Левый ботинок развалился окончательно. Не было денег вовремя его поправить. Теперь во время работ (пр. № 5) сижу в палатке в качестве бессапожного. Это пока, надо сознаться, имеет свою хорошую сторону, но потом будет скучно, если ботинок так или иначе не дадут.

15 декабря.

Сегодня утром отправился в город в надежде раздобыть лиру на починку ботинок либо у полковника А. в Артиллерийской школе, либо у кого-нибудь из знакомых юнкеров-сергиевцев. Милый штабс-капитан П. одолжил мне для этого путешествия свои. Город приобрел совсем полурусский вид.

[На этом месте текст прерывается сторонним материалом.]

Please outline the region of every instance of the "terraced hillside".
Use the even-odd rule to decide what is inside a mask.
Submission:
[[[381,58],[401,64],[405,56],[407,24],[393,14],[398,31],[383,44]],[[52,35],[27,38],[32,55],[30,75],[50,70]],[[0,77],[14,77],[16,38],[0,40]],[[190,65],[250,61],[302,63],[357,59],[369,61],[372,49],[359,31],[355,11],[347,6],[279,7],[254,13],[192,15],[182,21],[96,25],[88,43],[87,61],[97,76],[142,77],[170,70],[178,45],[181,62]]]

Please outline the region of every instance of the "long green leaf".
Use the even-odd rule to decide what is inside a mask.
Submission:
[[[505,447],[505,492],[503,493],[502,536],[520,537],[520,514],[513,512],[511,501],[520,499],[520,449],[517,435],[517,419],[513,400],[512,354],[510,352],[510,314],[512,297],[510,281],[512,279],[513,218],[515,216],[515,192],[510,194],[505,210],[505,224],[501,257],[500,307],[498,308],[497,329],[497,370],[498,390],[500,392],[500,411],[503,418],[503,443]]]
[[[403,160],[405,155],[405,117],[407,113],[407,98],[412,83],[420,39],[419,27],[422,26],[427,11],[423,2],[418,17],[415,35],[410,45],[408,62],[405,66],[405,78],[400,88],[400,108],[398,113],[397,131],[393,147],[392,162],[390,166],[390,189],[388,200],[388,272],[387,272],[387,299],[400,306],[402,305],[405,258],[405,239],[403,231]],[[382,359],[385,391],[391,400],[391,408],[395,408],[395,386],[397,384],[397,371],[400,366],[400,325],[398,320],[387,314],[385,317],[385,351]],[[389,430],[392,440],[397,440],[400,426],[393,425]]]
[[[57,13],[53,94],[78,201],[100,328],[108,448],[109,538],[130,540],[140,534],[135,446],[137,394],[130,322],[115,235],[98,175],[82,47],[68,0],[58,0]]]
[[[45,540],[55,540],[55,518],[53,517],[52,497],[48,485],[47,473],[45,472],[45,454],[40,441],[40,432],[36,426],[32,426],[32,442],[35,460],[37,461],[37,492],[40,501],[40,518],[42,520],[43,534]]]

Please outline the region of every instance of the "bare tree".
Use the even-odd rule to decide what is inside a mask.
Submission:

Много юнкерских караулов, не за страх, а за совесть мешающих продавать обмундирование. Некоторые части размещены по квартирам — видимо, французы стали лучше к нам относиться, убедившись, что мы ведем себя вполне прилично. Переговорил с effendi Zade Suraja — очень культурным турецким офицером запаса. Он хорошо говорит по-английски. Уроков моих ему, к сожалению, не понадобилось. Вообще, день прошел неудачно. А. не повидал, до Сергиевского училища не дошел. Неизвестно почему началась рвота, и пришлось идти обратно. Еле дотащился до лагеря.

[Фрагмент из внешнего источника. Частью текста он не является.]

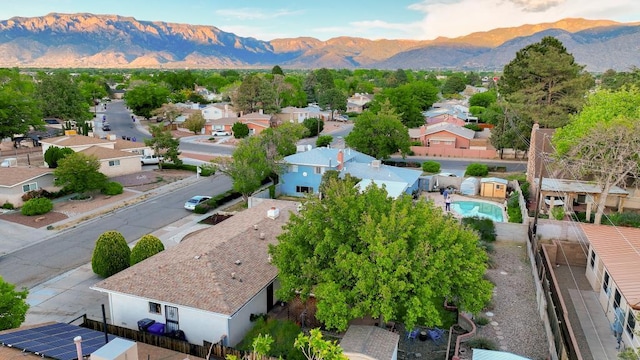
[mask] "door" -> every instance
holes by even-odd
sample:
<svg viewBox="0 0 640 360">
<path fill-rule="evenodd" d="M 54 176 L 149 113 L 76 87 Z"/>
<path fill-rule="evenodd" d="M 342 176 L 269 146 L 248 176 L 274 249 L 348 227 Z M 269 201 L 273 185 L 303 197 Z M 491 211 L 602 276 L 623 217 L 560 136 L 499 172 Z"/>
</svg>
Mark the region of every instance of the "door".
<svg viewBox="0 0 640 360">
<path fill-rule="evenodd" d="M 165 332 L 171 333 L 173 331 L 180 330 L 180 324 L 178 323 L 178 308 L 175 306 L 165 306 L 165 318 L 167 320 Z"/>
<path fill-rule="evenodd" d="M 267 312 L 273 308 L 273 283 L 267 286 Z"/>
</svg>

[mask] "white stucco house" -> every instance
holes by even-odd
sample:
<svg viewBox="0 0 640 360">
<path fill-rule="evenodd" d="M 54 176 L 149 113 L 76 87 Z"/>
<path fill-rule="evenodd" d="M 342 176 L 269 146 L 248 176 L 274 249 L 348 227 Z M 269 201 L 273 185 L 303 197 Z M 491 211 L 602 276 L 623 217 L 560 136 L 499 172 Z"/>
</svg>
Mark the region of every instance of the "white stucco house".
<svg viewBox="0 0 640 360">
<path fill-rule="evenodd" d="M 148 318 L 193 344 L 236 345 L 253 326 L 251 314 L 277 304 L 268 245 L 296 209 L 296 202 L 265 200 L 92 289 L 108 294 L 114 325 L 137 329 Z"/>
</svg>

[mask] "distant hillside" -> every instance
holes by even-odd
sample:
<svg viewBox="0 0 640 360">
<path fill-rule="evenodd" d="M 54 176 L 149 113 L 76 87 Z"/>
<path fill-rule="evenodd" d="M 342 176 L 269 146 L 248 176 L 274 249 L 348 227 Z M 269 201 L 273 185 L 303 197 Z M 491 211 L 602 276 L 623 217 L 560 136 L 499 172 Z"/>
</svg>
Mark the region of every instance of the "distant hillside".
<svg viewBox="0 0 640 360">
<path fill-rule="evenodd" d="M 346 36 L 261 41 L 214 26 L 87 13 L 0 21 L 0 66 L 500 70 L 516 51 L 546 35 L 560 39 L 587 70 L 639 66 L 640 26 L 609 20 L 564 19 L 431 41 Z"/>
</svg>

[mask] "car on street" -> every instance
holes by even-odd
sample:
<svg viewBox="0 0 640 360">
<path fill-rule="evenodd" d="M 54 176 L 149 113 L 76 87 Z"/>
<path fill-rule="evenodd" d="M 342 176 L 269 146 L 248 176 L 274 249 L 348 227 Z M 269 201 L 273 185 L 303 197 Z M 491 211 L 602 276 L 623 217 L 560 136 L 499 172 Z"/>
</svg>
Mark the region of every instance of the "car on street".
<svg viewBox="0 0 640 360">
<path fill-rule="evenodd" d="M 216 130 L 211 135 L 213 135 L 213 136 L 231 136 L 231 132 L 230 131 L 226 131 L 226 130 Z"/>
<path fill-rule="evenodd" d="M 162 160 L 164 160 L 164 158 L 157 155 L 144 155 L 140 158 L 142 165 L 158 165 Z"/>
<path fill-rule="evenodd" d="M 458 175 L 449 172 L 441 172 L 439 174 L 436 174 L 436 176 L 458 177 Z"/>
<path fill-rule="evenodd" d="M 211 199 L 211 196 L 196 195 L 184 203 L 184 208 L 193 211 L 197 205 L 202 204 L 209 199 Z"/>
<path fill-rule="evenodd" d="M 102 131 L 111 131 L 111 124 L 107 122 L 102 123 Z"/>
</svg>

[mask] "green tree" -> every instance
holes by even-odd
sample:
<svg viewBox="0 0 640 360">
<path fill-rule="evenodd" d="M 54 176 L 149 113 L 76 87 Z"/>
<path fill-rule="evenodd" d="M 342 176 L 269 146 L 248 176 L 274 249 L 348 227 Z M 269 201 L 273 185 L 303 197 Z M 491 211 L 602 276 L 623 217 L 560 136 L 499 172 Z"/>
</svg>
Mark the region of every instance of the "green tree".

У французского коменданта идет запись (кажется, нелегальная) в «Legion Etrang`ere». Условия каторжные. Может выйти так, что и я в конце концов попаду туда, но пока что идти добровольно на эту каторгу совсем не хочется. Записывается много — все либо немолодые офицеры, окончательно потерявшие голову, либо совсем юные — молоденькие вольноопределяющиеся, кадеты. Эти, видимо, еще не уходились и их тянет новая авантюра.

16 декабря.

С утра лежу и не могу подняться. Н.А. (сестра милосердия) освободила меня от нарядов. Сильная слабость и боль в животе, хотя кроме казенной пищи я ничего не ел.

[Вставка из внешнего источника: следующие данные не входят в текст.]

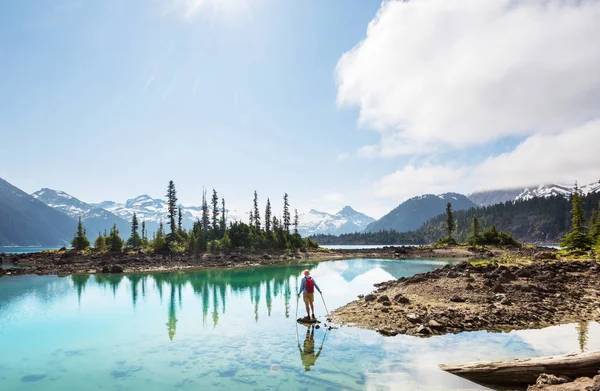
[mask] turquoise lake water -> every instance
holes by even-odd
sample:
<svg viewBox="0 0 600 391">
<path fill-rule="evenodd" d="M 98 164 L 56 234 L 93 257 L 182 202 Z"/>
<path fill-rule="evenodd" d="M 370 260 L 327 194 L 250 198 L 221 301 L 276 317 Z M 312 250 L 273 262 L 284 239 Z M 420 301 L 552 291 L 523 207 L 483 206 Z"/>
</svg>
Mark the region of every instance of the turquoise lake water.
<svg viewBox="0 0 600 391">
<path fill-rule="evenodd" d="M 476 390 L 485 388 L 437 365 L 600 348 L 596 323 L 421 339 L 348 327 L 313 331 L 295 322 L 294 291 L 306 267 L 332 310 L 370 292 L 373 283 L 442 265 L 356 259 L 193 273 L 3 277 L 0 388 Z M 316 308 L 323 316 L 320 298 Z"/>
<path fill-rule="evenodd" d="M 39 253 L 44 250 L 58 250 L 60 247 L 2 247 L 0 246 L 0 253 L 5 254 L 25 254 L 25 253 Z"/>
</svg>

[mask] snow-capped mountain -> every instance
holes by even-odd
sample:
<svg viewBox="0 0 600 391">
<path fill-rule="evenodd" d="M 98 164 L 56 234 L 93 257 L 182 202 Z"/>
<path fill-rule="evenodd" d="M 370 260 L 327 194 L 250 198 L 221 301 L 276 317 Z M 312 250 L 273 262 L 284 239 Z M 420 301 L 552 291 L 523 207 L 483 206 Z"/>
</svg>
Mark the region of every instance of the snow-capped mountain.
<svg viewBox="0 0 600 391">
<path fill-rule="evenodd" d="M 110 230 L 113 224 L 117 224 L 119 231 L 128 232 L 128 219 L 122 219 L 110 211 L 85 203 L 64 191 L 43 188 L 31 196 L 69 217 L 75 219 L 81 217 L 83 225 L 92 238 L 98 232 Z"/>
<path fill-rule="evenodd" d="M 532 198 L 559 196 L 569 198 L 574 185 L 542 184 L 524 188 L 479 191 L 470 194 L 471 201 L 479 206 L 489 206 L 507 201 L 526 201 Z M 579 187 L 583 195 L 600 192 L 600 181 Z"/>
<path fill-rule="evenodd" d="M 579 189 L 583 195 L 597 193 L 600 191 L 600 181 L 581 186 Z M 515 198 L 515 201 L 526 201 L 532 198 L 548 198 L 552 196 L 569 198 L 574 190 L 575 185 L 539 185 L 535 189 L 523 189 L 523 191 Z"/>
<path fill-rule="evenodd" d="M 336 214 L 311 209 L 308 213 L 298 216 L 298 220 L 298 232 L 302 236 L 361 232 L 369 223 L 375 221 L 372 217 L 357 212 L 349 206 L 345 206 Z"/>
<path fill-rule="evenodd" d="M 146 222 L 146 228 L 150 234 L 156 231 L 161 221 L 165 225 L 166 229 L 166 225 L 169 221 L 167 201 L 160 198 L 152 198 L 147 194 L 128 199 L 125 203 L 104 201 L 95 204 L 95 206 L 105 209 L 127 221 L 131 221 L 133 213 L 135 212 L 140 222 Z M 201 219 L 202 207 L 183 205 L 179 206 L 181 207 L 182 212 L 181 225 L 185 229 L 191 229 L 194 225 L 194 222 Z M 211 206 L 209 206 L 209 214 L 212 215 Z M 227 211 L 226 216 L 228 222 L 239 220 L 239 217 L 235 211 Z"/>
</svg>

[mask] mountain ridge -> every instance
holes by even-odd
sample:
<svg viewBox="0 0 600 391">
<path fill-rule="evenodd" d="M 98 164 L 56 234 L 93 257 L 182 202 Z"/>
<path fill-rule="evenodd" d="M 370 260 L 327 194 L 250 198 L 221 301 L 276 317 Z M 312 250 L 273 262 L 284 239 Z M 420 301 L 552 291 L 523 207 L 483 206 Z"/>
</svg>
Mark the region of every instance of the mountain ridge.
<svg viewBox="0 0 600 391">
<path fill-rule="evenodd" d="M 374 218 L 356 211 L 351 206 L 344 206 L 335 214 L 311 209 L 299 218 L 298 232 L 302 236 L 315 234 L 340 235 L 350 232 L 363 231 Z"/>
</svg>

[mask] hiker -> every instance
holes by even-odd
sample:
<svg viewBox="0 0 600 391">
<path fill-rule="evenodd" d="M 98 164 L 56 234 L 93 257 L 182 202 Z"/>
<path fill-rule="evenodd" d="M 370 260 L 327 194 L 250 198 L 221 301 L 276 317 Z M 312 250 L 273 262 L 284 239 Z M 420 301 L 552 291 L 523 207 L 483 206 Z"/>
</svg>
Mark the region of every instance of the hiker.
<svg viewBox="0 0 600 391">
<path fill-rule="evenodd" d="M 304 338 L 304 351 L 298 344 L 298 349 L 300 350 L 300 360 L 302 360 L 302 365 L 304 365 L 305 371 L 310 371 L 310 367 L 315 365 L 317 358 L 321 354 L 321 350 L 323 350 L 323 345 L 319 348 L 317 354 L 315 354 L 315 326 L 314 325 L 306 325 L 306 337 Z"/>
<path fill-rule="evenodd" d="M 305 321 L 310 321 L 311 319 L 313 321 L 317 320 L 315 317 L 315 288 L 317 288 L 319 293 L 322 293 L 315 280 L 310 276 L 310 271 L 307 269 L 304 271 L 304 278 L 300 283 L 300 292 L 298 292 L 298 297 L 300 297 L 300 293 L 304 293 L 302 297 L 306 306 L 306 318 L 303 319 Z M 312 310 L 312 318 L 310 310 Z"/>
</svg>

Питание стало совсем недостаточным и не вовремя получается. Утром — полкружки чаю (кипятку мало) без хлеба. Сахар то есть, то нет. Часа в два «обед» — полкотелка жидкого супа с разварившимися консервами, и больше ничего. Обыкновенно, часа через два после обеда приносят и выдают по 1 фунту хлеба. Вечером либо ничего, либо один кипяток и, в лучшем случае, по крошечному кусочку (16 граммов) сала. С таким рационом, пожалуй, и чахотку наживешь.

17 декабря.

Не подлежит никакому сомнению, что Армия так или иначе большею частью разойдется. Дисциплина из-за голода сильно пала (пр. № 4). У меня лично никаких недоразумений с солдатами не выходило, но у меня их вообще и раньше никогда не было. У большинства же офицеров (особенно не кадровых) то и дело выходят более или менее крупные недоразумения и приходится спускать солдатам крупные дерзости.